The difference between this and FIG. 4 is that in FIG. 4, the number of speed pulses within a certain period of time is counted, so the counter 12
While the output of the counter 2 in FIG. 1 is proportional to the average speed, the counter 2 in FIG. It's in being. Therefore, the output of the counter 2 is inversely proportional to the period of the speed pulse, that is, the speed. This can be expressed as a formula as follows.

φ=φB・(T/TB) In this method, the period of the speed pulse becomes longer at low speeds,
Counter 2 overflows, so it is not suitable for normal speed detection, but in order to calculate the magnetic flux command value as shown in Figure 3, -〇 - Speeds below the base speed NB are constant. Since it is sufficient to output it as a value, it can be said that it is suitable for speed detection for calculating a magnetic flux command value.

Here, FIG. 1 will be specifically explained using a numerical example.

Now, the number of speed pulses P is 500 per rotation.
(pulse/rev), resolution of speed and magnetic flux is 8 pits, base speed NB is 1500 (rpm), clock frequency fct from clock generation circuit 1, xTh3
．． When the frequency is 5 MHz, the signal S output by the counter 2 and the launch circuit 3 at the base speed is as follows. Therefore, the capacity of the memory element is required to be 280 bytes or more, but in this case we will set it to 300 for now.In this example, the resolution of the magnetic flux command value φ is 8 pintos (1/256), and as shown in equation (6). Since the period is proportional to the magnetic flux, the period resolution must also be 8 pits or more, but at the above clock frequency it is 1/280, so n'6 is satisfied.

An example of data written to the memory element in the above case is
Shown in Figure 2. Here, the horizontal axis represents the address of the storage element, which represents the period, and the vertical axis represents the data, which corresponds to the magnetic flux command value. The number of rotations corresponding to the period is shown in the figure, but even if the speed control range expands to a high speed range, the usage area of the storage element will only expand to the smaller address, so the capacity of the storage element will not change, and this will increase the magnetic flux. This shows that it is determined only by the resolution of the command value.

〔Effect of the invention〕

According to this invention, the magnetic flux command value calculation circuit does not measure the speed, but measures the period of the speed pulse, which is the reciprocal of the speed, and stores it in the memory element that stores the data of the magnetic flux command value. Since it is used as an address, the capacity of the memory element is weakened and the magnetic flux is controlled regardless of the speed control range.

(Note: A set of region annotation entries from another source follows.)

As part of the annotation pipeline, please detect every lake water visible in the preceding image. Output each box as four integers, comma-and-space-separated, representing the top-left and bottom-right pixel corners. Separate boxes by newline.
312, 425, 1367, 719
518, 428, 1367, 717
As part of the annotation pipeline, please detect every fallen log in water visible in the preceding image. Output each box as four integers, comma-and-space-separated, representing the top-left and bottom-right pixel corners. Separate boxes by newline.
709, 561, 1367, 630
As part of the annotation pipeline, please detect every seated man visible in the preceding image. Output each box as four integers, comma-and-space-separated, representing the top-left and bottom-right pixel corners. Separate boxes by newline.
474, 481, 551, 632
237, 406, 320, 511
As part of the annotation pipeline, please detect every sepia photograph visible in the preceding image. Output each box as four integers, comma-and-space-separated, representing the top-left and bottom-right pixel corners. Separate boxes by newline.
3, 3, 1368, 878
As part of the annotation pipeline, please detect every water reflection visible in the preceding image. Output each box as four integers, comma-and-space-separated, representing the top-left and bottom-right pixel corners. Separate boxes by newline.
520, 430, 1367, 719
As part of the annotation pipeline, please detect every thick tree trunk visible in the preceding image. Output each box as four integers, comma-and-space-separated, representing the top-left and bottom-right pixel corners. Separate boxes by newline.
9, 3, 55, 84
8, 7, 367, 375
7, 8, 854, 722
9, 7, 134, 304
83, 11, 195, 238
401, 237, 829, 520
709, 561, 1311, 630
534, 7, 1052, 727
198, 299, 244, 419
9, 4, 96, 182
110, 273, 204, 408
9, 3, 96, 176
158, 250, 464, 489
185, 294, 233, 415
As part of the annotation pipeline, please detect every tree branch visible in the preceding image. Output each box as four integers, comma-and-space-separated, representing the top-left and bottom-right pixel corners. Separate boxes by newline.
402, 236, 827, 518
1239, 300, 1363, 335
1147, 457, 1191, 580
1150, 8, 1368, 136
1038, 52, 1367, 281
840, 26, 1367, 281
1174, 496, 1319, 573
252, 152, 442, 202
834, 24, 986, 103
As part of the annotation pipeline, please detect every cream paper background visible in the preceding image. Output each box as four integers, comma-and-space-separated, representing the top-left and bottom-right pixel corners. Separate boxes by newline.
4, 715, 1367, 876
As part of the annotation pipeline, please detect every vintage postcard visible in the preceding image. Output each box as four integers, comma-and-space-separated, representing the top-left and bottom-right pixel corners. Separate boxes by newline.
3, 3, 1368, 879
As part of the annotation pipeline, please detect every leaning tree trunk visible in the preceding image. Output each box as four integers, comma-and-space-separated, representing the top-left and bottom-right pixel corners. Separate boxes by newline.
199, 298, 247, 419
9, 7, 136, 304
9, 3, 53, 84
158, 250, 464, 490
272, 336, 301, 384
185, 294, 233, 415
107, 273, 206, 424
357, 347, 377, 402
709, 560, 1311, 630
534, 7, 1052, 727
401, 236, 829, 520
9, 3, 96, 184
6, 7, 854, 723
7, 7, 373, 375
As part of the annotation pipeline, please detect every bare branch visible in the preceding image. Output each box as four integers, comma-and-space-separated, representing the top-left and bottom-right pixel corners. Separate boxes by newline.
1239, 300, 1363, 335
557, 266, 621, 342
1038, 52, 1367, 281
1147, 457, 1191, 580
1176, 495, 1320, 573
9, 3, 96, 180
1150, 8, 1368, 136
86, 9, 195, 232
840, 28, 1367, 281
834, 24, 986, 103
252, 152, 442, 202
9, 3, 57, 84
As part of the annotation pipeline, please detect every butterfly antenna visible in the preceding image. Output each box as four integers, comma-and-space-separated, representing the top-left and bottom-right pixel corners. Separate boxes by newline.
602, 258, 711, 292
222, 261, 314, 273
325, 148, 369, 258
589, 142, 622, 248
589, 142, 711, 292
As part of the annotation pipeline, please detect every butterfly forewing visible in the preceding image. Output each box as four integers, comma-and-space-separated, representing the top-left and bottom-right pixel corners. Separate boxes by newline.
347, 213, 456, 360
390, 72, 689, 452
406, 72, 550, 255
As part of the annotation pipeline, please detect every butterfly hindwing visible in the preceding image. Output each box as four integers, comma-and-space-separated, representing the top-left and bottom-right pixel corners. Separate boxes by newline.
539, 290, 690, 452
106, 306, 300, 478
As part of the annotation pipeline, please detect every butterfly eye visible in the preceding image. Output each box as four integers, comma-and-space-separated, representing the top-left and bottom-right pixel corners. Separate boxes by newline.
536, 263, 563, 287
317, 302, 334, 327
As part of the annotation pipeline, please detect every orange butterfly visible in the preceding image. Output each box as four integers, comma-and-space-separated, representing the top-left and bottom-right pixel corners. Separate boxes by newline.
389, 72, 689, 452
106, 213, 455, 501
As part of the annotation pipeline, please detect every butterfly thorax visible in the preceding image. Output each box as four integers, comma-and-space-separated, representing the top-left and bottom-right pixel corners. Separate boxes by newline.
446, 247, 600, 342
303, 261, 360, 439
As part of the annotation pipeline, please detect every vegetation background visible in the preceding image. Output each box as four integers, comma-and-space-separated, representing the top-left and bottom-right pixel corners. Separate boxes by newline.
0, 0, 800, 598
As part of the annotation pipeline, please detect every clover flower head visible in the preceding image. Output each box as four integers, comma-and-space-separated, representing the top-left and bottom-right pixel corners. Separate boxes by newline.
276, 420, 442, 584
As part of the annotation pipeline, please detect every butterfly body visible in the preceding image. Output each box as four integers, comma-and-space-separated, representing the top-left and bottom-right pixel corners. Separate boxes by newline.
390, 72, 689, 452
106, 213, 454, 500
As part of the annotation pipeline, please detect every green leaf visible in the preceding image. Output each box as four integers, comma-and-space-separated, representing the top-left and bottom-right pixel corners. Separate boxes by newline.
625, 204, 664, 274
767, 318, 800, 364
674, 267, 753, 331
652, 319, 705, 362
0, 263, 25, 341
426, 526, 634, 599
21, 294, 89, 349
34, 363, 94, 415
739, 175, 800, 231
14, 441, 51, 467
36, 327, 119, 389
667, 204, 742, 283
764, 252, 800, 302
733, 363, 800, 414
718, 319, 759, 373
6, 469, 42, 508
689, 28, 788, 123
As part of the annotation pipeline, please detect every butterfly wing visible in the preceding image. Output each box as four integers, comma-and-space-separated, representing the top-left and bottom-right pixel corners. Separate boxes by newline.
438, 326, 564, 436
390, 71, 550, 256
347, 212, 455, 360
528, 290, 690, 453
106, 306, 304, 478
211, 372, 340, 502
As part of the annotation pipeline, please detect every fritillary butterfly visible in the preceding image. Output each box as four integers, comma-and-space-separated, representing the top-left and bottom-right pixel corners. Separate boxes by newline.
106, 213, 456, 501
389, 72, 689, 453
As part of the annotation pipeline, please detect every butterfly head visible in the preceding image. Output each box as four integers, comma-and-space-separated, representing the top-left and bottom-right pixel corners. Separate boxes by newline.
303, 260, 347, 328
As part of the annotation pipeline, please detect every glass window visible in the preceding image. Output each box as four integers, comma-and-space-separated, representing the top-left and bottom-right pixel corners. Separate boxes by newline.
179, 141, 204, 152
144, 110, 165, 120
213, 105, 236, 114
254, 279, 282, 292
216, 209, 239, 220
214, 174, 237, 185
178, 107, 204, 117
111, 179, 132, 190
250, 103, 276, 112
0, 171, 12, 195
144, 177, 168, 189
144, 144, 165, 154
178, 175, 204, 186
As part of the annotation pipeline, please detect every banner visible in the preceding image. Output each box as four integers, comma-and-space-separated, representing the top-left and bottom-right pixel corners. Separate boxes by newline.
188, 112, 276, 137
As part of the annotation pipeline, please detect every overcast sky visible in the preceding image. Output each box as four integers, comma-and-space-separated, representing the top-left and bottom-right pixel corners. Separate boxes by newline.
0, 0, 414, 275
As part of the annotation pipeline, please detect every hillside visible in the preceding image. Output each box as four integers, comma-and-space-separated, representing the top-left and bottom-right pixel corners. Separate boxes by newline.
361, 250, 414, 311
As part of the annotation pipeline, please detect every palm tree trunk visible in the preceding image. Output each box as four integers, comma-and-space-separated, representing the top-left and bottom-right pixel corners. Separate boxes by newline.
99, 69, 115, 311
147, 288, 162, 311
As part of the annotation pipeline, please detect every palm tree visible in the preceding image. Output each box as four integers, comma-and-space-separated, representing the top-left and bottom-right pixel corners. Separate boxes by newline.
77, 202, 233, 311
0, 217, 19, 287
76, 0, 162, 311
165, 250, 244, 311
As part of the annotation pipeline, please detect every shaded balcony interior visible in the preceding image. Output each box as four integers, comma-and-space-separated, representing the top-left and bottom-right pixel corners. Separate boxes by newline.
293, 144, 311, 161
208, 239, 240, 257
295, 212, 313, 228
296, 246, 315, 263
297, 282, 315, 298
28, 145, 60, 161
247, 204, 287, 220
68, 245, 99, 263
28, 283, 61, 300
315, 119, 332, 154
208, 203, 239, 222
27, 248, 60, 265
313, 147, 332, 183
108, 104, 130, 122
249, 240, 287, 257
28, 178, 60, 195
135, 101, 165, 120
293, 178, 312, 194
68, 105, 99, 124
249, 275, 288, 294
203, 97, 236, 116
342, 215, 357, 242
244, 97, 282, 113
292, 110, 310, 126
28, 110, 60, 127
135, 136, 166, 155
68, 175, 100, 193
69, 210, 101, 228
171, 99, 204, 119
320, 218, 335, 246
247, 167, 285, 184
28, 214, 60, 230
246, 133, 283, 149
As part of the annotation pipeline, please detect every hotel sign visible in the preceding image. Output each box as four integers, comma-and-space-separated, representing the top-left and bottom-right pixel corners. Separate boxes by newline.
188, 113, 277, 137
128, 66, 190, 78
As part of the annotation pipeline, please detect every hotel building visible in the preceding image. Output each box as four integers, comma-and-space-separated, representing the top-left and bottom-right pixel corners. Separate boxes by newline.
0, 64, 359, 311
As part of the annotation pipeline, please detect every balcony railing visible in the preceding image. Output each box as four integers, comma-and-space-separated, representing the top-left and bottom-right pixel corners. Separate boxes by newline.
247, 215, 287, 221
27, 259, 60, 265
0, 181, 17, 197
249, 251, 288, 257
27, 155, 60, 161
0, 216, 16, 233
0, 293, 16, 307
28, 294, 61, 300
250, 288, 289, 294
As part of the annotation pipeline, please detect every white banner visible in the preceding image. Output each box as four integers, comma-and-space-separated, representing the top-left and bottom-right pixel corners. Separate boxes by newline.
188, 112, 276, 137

[Brief explanation of the drawing]

FIG. 1 is a configuration diagram showing an embodiment of this invention, and FIG.
Figure 3 is a graph showing the relationship between speed, induced voltage, and magnetic flux command value when performing magnetic flux weakening control; Figure 4 is a conventional magnetic flux command value calculation circuit. It is a block diagram which shows an example. Code explanation 1...Clock generation circuit, 2.12...Counter,
3.13... Launch circuit, 4.14... ROM (memory element), 5.15... Arithmetic processing circuit, 6... OR gate, 11... Timing circuit,

Claims (1)

[Claims] In a motor drive device that performs at least magnetic flux weakening control using a pulse signal with a frequency proportional to motor speed, the period of the pulse signal is counted by a predetermined clock signal having a higher frequency than the pulse signal. A magnetic flux command value calculation comprising: a counter; and a memory for storing a magnetic flux command value having a predetermined flux weakening characteristic, and the magnetic flux command value is obtained by retrieving the contents of the memory according to the output of the counter. circuit.